There must be some way to fix it, even if it involves SSH'ing into the iPhone. I'm just not super comfortable on where it would be located and such...


----------



## Rob (Sep 14, 2002)

Have you tried turning off 3G? You don't need 3G if you're not using data.


----------



## Niteshooter (Aug 8, 2008)

Rounder said:


> Actually it's not a third party app, it's the SMS application itself that causes this. (really it's any application that requires a data connection, however if you have no data plan like my girlfriend, she's not going to start up safari in hopes to magically be online, hence why this is such a bummer for the SMS app causing this problem, as 99% of people with phones send text messages.


Hmm I do have a data plan which I keep turned *off* because I am close to wifi networks I can access (Enable 3G *on* / Cellular Data *off*) ... so I only use WIFI for browsing and downloading apps and such.

Not sure I follow your comment about being magically online since I'm 'magically' online the minute I get close to home or work?

I do not text, never have. I guess if that is the case then call it in as a bug report and perhaps it will get sorted out in a sw revision...


----------



## stevenjev (Nov 6, 2010)

Rob said:


> Have you tried turning off 3G? You don't need 3G if you're not using data.


Yep 3G is off.. In fact, since the sim has data blocked on it, I am not able to ever connect to 3G or EDGE. And yes, SMS and phone calls still work..


----------



## Rounder (Aug 9, 2008)

I know a lot of people would think there's a simple solution to this, but the reality is there doesn't seem to be. Trust me, I've tried many many things and still didn't work. No matter what, when using SMS with no data plan, it'll give the cannot cannot to cellular data network error. I'd love a solution to this. But it seems to be the SMS application itself.


----------



## nick24 (Jul 11, 2006)

I have an iPhone 4, on Fido, purchased outright, no data plan, just $15 per month contract.
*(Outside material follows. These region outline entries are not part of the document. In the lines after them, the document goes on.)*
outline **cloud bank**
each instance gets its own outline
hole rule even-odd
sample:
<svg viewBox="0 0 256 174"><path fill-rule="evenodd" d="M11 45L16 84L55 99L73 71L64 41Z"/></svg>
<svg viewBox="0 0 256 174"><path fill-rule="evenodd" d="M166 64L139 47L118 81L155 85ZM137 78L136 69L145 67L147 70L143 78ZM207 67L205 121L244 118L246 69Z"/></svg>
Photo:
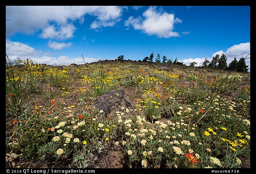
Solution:
<svg viewBox="0 0 256 174"><path fill-rule="evenodd" d="M173 31L175 23L181 23L182 20L175 18L173 14L156 10L156 6L151 6L143 14L143 17L130 16L125 22L124 25L132 26L135 30L140 30L149 35L156 35L159 38L168 38L180 36Z"/></svg>
<svg viewBox="0 0 256 174"><path fill-rule="evenodd" d="M216 54L218 54L221 55L221 54L226 54L227 57L227 64L228 66L228 64L234 60L234 58L236 58L236 60L238 61L241 58L245 58L248 54L251 52L251 43L241 43L239 44L233 45L230 47L228 48L225 52L221 50L216 52L212 54L211 57L209 57L209 61L211 62L213 57L215 57ZM179 60L179 62L183 62L183 63L187 66L189 66L190 62L196 62L197 63L196 65L196 66L201 66L204 62L204 60L205 58L189 58L183 60ZM248 66L248 71L250 70L250 58L248 58L245 60L246 65Z"/></svg>

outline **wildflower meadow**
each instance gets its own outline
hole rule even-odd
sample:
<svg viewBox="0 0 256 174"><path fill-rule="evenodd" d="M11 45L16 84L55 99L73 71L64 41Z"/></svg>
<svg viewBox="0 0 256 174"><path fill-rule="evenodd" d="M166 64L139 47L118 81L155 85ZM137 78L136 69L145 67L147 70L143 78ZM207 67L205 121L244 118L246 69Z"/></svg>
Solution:
<svg viewBox="0 0 256 174"><path fill-rule="evenodd" d="M250 168L250 73L150 65L7 58L6 167ZM93 107L116 89L132 106Z"/></svg>

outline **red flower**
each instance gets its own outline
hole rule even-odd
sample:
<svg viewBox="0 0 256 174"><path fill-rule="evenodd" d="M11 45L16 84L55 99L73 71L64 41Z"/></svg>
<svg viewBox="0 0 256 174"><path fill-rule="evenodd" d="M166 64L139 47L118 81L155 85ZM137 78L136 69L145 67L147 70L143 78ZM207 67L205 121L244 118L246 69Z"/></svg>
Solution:
<svg viewBox="0 0 256 174"><path fill-rule="evenodd" d="M196 164L199 164L199 162L197 161L196 157L193 157L193 154L191 154L190 153L186 154L186 157L188 159L188 162L192 163L195 163Z"/></svg>

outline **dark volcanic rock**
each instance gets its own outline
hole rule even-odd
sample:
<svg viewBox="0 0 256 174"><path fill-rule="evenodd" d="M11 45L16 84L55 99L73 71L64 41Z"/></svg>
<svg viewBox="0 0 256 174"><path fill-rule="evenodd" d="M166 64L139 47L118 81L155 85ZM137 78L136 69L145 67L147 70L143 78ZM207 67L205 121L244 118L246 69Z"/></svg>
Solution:
<svg viewBox="0 0 256 174"><path fill-rule="evenodd" d="M110 113L111 108L117 106L126 108L133 108L134 104L132 101L124 96L123 90L116 90L104 93L95 101L93 106L99 111L103 110L105 114Z"/></svg>

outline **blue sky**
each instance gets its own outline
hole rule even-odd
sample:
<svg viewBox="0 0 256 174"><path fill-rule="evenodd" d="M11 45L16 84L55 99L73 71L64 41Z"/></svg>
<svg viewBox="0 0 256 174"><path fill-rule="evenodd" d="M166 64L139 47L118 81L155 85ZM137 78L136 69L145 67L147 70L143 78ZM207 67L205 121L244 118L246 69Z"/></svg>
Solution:
<svg viewBox="0 0 256 174"><path fill-rule="evenodd" d="M176 58L187 65L250 53L250 6L6 6L11 60L68 65L117 58ZM250 68L250 59L246 60Z"/></svg>

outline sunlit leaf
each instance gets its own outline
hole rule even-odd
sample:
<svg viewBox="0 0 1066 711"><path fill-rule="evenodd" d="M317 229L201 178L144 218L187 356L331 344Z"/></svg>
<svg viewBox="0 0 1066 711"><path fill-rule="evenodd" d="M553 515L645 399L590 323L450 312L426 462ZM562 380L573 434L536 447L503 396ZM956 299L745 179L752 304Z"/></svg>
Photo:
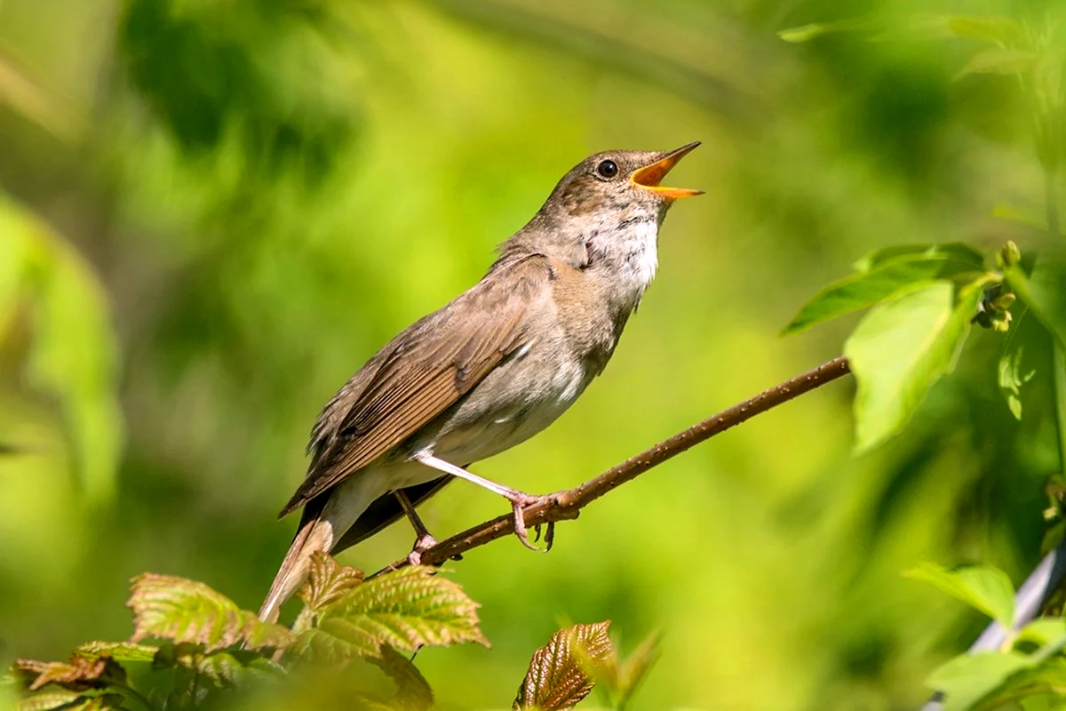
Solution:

I can use text messages fine, and checking now, my data usage is 0 up, 0 down. It doesn't help you, but I wanted to show that it is possible to have an iPhone with no data without the issue that you are having.


----------



## Rounder (Aug 9, 2008)

I think you're misunderstanding. There's no problem using SMS, it's not using up any data, it simply tries to connect to data for whatever reason. So yes I know it's possible, but this has only started since iOS 4.1. Before that, the message would never appear, ever.


----------



## Z06jerry (Mar 16, 2005)

Rounder said:


> That's already done. Cellular Data is off. That's why I don't understand why SMS messages are trying to connect. They send fine but everytime she sends them or even just goes in the Messages App, she gets the "Cannot Activate Cellular Data Network". Trust me, I've tried almost everything and that's why I'm hoping to get some other insights of things to try... Cause I'm out of ideas! It's bizarre.


Are your carrier settings set to Automatic? If not try switching your carrier settings to Automatic.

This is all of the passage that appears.